Pearson Distribution

The Pearson distribution is a four-parameter distribution that has an arbitrary mean, standard deviation, skewness, and kurtosis. This distribution is often used to model asymmetric data that is prone to outliers.

Statistics and Machine Learning Toolbox™ offers two ways to work with the Pearson distribution:

Use distribution-specific functions (pearspdf, pearscdf, pearsrnd) with specified distribution parameters.
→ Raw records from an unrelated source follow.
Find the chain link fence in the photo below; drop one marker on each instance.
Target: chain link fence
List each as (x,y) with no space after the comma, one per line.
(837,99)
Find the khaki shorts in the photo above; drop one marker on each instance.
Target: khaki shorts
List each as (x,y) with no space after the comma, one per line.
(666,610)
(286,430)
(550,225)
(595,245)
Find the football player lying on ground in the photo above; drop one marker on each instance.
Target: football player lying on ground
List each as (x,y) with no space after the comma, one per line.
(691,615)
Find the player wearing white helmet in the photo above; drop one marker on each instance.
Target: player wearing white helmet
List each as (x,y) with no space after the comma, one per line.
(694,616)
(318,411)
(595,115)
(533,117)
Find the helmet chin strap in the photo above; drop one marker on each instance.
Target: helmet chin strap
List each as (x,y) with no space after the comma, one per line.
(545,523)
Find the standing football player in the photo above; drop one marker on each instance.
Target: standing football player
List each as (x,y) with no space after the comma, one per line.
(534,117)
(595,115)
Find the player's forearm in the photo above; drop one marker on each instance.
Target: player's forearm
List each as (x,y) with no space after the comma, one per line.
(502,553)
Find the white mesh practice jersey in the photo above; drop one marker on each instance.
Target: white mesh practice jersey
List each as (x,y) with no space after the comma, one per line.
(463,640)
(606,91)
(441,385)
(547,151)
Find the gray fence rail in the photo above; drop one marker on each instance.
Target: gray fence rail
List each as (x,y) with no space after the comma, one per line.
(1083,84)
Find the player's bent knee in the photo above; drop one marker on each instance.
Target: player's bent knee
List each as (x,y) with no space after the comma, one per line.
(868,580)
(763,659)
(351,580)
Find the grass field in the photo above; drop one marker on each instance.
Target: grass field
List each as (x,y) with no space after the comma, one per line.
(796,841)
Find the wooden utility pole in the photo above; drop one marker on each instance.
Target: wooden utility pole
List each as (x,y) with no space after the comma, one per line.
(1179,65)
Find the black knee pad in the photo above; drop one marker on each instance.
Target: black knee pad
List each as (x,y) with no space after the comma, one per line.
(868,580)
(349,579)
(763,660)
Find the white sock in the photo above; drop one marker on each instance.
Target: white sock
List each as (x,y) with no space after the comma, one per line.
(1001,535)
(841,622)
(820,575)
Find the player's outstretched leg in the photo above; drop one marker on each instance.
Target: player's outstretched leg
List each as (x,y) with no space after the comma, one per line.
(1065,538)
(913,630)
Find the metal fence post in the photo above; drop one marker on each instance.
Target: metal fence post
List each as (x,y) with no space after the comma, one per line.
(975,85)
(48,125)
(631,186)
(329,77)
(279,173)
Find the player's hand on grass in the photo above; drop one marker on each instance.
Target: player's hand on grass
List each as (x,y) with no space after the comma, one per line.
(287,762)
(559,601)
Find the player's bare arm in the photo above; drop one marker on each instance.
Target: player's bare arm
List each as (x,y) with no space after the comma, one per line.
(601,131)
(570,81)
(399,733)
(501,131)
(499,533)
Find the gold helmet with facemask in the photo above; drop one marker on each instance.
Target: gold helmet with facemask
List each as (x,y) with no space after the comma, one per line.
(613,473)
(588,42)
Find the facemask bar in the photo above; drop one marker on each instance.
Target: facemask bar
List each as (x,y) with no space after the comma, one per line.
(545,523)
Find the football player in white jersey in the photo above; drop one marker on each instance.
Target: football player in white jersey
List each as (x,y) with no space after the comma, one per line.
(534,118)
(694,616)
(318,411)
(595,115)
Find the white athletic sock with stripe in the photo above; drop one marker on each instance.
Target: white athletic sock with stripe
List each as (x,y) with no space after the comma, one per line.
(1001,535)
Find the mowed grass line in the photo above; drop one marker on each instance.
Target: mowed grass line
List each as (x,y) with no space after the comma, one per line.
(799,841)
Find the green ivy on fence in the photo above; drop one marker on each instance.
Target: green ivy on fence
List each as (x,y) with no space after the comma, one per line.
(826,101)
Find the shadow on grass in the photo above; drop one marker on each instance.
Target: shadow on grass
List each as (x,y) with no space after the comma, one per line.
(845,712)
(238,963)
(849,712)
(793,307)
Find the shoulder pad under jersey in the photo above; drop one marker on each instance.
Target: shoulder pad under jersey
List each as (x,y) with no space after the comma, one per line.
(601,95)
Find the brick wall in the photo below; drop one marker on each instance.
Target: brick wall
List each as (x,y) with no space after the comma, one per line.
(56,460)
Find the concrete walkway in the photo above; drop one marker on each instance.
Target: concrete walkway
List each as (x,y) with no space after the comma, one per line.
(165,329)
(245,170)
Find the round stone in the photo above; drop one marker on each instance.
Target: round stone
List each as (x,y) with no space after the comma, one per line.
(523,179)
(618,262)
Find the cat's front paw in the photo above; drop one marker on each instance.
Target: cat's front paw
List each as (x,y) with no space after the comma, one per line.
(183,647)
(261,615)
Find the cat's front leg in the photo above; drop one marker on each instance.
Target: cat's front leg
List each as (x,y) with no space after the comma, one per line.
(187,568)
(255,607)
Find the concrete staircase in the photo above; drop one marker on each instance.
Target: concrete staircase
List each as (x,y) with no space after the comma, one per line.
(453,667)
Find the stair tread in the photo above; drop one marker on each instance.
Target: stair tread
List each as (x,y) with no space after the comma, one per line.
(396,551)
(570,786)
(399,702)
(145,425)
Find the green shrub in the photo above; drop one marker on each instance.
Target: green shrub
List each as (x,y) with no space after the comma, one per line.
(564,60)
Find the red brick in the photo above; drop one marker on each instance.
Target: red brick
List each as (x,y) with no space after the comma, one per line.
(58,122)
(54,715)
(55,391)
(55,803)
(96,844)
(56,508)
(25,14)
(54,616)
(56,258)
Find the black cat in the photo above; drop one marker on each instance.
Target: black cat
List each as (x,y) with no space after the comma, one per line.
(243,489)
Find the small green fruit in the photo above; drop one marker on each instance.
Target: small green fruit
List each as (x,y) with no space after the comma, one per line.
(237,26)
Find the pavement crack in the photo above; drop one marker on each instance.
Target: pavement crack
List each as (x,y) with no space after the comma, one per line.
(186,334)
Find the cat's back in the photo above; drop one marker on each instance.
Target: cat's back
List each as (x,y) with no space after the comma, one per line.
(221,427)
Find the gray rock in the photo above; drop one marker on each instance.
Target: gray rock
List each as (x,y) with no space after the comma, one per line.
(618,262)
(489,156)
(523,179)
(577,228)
The distribution-specific functions can accept parameters of multiple Pearson distributions.
Use generic distribution functions (cdf, pdf, random) with the distribution name "Pearson" and specified distribution parameters.

Types

The Pearson distribution has eight types, most of which correspond to other known distributions.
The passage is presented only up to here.